The Cardiac Cycle

  • The cardiac cycle describes the electrical and mechanical events that occur with each heart beat.
    • Its duration is reciprocal to heart rate, i.e., an increase in heart rate decreases the duration of the cardiac cycle (in other words, the faster the heart beats, the faster each cardiac cycle completes).
    • Lasts approximately 800 milliseconds.

Diastole and Systole:

  • Diastole
    • The period of time when the atria or ventricles relax to passively fill with blood.
  • Systole
    • The period of time when the atria or ventricles actively contract to pump blood.
  • Valves
    • The atrioventricular and semilunar valves regulate blood flow through the heart.
    • They do so by opening or closing in response to pressure changes within the heart and great vessels.

7-STEP DIAGRAM

Because the cardiac cycle is continuous, we could begin our diagram at any point; we begin with atrial systole.

1. Atrial Systole

  • Initiated by the P wave, which triggers atrial depolarization.
    • The atria contract, which increases inter-chamber pressure and forces a small amount of blood into the ventricles (about 10% of total ventricular volume).

Be aware that atrial contraction is NOT the primary mechanism by which blood flows from the atria to the ventricles; by the time atrial systole occurs, passive ventricular filling has already occurred.

  • Atrial contraction is followed by a period of diastole, which overlaps with ventricular systole.

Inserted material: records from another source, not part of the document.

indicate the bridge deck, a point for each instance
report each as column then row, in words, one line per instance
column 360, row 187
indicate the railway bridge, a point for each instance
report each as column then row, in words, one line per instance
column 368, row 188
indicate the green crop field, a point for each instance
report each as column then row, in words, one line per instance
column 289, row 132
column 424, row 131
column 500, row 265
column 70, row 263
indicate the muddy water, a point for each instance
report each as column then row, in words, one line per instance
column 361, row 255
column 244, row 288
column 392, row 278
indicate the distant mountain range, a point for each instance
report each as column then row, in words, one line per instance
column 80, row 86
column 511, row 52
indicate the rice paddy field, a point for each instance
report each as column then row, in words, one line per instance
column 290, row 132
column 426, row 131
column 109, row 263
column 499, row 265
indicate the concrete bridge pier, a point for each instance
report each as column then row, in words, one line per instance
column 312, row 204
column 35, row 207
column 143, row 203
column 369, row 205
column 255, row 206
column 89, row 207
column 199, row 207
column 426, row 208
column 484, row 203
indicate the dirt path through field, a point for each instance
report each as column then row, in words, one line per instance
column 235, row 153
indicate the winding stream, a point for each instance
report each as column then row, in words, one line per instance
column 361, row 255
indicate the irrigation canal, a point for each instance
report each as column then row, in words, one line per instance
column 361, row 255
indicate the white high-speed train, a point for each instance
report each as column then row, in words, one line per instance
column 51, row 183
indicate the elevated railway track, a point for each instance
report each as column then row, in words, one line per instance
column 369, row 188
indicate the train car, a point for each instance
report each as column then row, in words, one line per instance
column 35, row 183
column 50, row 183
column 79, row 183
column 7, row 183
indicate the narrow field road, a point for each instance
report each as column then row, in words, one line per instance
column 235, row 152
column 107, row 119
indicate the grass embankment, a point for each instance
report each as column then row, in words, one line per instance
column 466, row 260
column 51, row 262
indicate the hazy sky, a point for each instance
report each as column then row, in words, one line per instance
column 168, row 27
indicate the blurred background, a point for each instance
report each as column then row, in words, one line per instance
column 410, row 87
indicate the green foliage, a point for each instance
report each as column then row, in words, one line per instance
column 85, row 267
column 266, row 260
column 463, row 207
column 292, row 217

2. Early Ventricular Systole

  • Initiated by the QRS complex, which triggers ventricular depolarization.
  • The early phase of ventricular systole comprises isovolumetric contraction, during which the ventricles contract only enough to raise inter-chamber pressure and close the atrioventricular valves; NOT enough to force open the semilunar valves of the great vessels.

It helps to know that “iso” means equal, or same – ventricular pressure changes, but volume remains the same.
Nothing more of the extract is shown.